Smoking has been controversial for centuries. While Sir Walter Raleigh popularized tobacco in England, King James I described smoking as, “A custome lothsome to the eye, hatefull to the Nose, harmefull to the braine, dangerous to the Lungs, and in the blacke stinking fume thereof, neerest resembling the horrible Stigian smoke of the pit that is bottomelesse.”

E-cigarettes, a high-tech creation, were created as a tool for smoking abatement. Evidence suggests they are the single most successful means of weaning smokers off the carcinogen-laced smoke they crave. For vapers, the nicotine arrives via droplets of vapor, often scented with very un-tobacco-like fragrances, such as mango, peppermint, coffee or lemonade. (The well-known carcinogenic effects of smoking come largely from chemicals other than nicotine.)

In particular, e-cigarettes use digital technology to deliver the smoker’s desired nicotine hit far more effectively than delivery mechanisms like nicotine gum and patches. Thus, vaping seems to make it easier to quit smoking than other approaches.

Still, there is controversy. Let’s explore some relevant facts:

First, smoking tobacco poses terrible health hazards for smokers and is likely the largest single cause of preventable deaths. Vaping poses health hazards, too, but far less than those associated with smoking tobacco.
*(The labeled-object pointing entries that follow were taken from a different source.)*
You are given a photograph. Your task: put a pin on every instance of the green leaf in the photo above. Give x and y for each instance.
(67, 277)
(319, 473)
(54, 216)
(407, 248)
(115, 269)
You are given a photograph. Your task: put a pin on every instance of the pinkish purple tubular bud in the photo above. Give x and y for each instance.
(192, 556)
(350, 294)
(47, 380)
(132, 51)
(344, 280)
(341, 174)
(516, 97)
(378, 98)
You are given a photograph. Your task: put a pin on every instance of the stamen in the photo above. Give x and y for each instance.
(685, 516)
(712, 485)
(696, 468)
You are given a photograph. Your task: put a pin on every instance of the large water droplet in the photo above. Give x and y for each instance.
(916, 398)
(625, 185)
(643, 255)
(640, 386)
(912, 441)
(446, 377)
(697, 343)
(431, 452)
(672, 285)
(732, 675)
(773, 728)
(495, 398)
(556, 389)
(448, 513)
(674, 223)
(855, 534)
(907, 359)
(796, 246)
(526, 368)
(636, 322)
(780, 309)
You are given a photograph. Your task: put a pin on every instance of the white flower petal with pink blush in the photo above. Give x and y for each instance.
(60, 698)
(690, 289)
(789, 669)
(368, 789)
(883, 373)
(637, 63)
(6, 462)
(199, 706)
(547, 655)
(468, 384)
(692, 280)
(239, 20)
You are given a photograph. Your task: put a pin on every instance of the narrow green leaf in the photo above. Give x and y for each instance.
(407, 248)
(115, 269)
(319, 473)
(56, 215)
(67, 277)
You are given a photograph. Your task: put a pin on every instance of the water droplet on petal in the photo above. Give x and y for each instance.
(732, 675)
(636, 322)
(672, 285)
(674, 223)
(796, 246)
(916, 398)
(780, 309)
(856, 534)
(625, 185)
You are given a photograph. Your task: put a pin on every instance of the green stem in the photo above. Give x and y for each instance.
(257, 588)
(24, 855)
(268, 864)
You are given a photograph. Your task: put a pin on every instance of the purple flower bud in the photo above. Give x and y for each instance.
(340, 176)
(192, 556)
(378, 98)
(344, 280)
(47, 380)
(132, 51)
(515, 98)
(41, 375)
Second, we can categorize several groups whose behavior changes with the introduction of e-cigarettes — in order of desirability. (A) Smokers who shift from smoking to vaping and then quit vaping. (B) Smokers who shift from smoking to vaping. (C) Non-smokers who shift from abstinence to vaping. (D) Non-smokers who shift from abstinence to vaping and then proceed on to smoking.
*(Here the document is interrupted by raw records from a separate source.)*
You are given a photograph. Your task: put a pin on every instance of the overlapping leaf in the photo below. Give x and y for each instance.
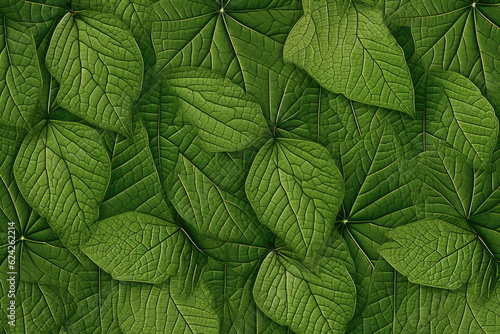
(154, 251)
(20, 77)
(62, 170)
(296, 191)
(99, 66)
(460, 36)
(346, 47)
(304, 300)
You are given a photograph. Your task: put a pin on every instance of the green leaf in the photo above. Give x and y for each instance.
(20, 77)
(95, 311)
(136, 14)
(62, 170)
(296, 191)
(244, 42)
(396, 306)
(225, 117)
(346, 47)
(460, 36)
(222, 223)
(433, 252)
(99, 66)
(146, 308)
(233, 301)
(153, 252)
(305, 301)
(39, 308)
(454, 111)
(34, 11)
(134, 184)
(447, 178)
Third, people have subjective tradeoffs among the four (A), (B), (C), and (D) categories based in part on their perceptions of the relative health hazards of smoking and vaping.

If you think e-cigarettes move lots of people into categories (A) and (B) and very few into (C) and (D), then you probably think vaping is a good thing. If you think very few will use e-cigarettes as an exit ramp — (A) and (B) — and lots will use them as an entry ramp — (C) and (D) — then you probably oppose e-cigarettes.

Then there are the subjective aspects. Smith and Jones might agree that vaping induces 10 smokers to shift to vaping for every one nonsmoker induced to vape. Smith, though, might argue that one nonsmoker-to-vaper is too high a price to pay for those 10 who go from smoking to vaping (particularly if the one is a minor). Jones, in contrast, might see that 10-to-1 ratio as an acceptable tradeoff.

One of the most contentious public policy issues is the range of fragrances. E-cigarette vendors argue that they help smokers lose their taste for tobacco. (Vapers in my office confirm to me that after using the aromatic blends for a while, the smell of tobacco becomes repugnant.) Others, though, argue that the sweet flavors attract nonsmokers — especially those too young legally to smoke or vape.

To repeat, I tend to favor broad use of vaping for smoking cessation. My logic is as follows: The cost of smoking in terms of human misery is enormous. Vaping seems to be the most effective route to smoking cessation. Vaping doesn’t appear to attract a terribly large number of nonsmokers — including the young, and the same goes for the aromas.

I find the data to be compelling, but I understand how one might conclude otherwise.

What is more mysterious is how this particular issue has degenerated into one more hyperpartisan conflagration. With some exceptions, conservatives/Republicans champion vaping and liberals/Democrats hate it. For me, the left’s opposition is all the more peculiar, given their widespread support for dispersing condoms, methadone and clean needles for harm reduction. The same A-B-C-D logic applies to these programs as well as to vaping.

The best explanation for this sharp ideological/partisan divide is one I use with increasing familiarity, “It’s 2018.”